USA Today recently carried an article about the service libraries are offering to the homeless. I applaud the efforts of those fine institutions to provide services to the community. The article notes that libraries have long been a safe haven from the cold and elements to homeless individuals.

However, that is the reason that I have limited my use of my local public library. I am a vain person, and find it very uncomfortable to show up at my library to look over the selection of books, only to see the knowing glances, and hearing the surreptitious whisperings of librarians and patrons alike. “Aha, there is a homeless fellow now. I wonder what services we can offer him to help ease his pain. To help him engage community based services. To find appropriate housing.”

Finally, one of the library staff musters the courage to engage me directly in conversation. “Can I be of assistance?” she timidly inquires.

“Yes” I reply, “I am looking for a book on subatomic particles. Specifically quarks.”

The look on her face tells the whole story, she is not only convinced that I am homeless, but she also now questions my mental health. I am not sure if it's the request for a physics text, or her confusion over what she perceives as a reference to the TV show from the 1970's, Mork and Mindy.

She scurries off, while I keep scrolling through physics titles on the database, searching for just the right book.
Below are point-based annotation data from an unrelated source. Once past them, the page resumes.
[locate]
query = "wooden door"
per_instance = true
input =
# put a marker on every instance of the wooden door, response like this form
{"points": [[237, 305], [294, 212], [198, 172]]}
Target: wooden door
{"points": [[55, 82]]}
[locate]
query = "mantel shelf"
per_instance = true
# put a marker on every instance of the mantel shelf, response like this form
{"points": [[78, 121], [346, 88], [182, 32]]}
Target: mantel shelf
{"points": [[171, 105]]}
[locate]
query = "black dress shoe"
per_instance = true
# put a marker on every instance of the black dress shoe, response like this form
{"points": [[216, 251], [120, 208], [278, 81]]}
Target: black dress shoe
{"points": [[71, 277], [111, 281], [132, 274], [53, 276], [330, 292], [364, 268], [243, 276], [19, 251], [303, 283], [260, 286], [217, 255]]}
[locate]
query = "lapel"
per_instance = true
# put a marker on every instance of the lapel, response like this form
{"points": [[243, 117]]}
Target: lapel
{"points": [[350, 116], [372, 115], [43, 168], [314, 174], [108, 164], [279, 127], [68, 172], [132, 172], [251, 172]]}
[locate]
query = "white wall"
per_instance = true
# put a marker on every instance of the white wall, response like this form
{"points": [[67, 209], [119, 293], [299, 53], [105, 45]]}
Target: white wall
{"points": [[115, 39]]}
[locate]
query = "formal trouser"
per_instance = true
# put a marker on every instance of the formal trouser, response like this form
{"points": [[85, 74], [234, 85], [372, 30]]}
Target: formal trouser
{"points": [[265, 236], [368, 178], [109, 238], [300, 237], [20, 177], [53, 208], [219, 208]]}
After a few moments, she returns with a stack of pamphlets, a cup of coffee, and a sandwich. “Here are some resources for looking for jobs and housing.” She informs me, positively beaming at her chance to help society's less fortunate.

I stare blankly, but thank her for the information. I sip the coffee and munch the sandwich when the perfect title pops up on the screen, Quarks; the stuff of matter and I wonder to myself, does it matter that I am not homeless and still eating someone elses sandwich?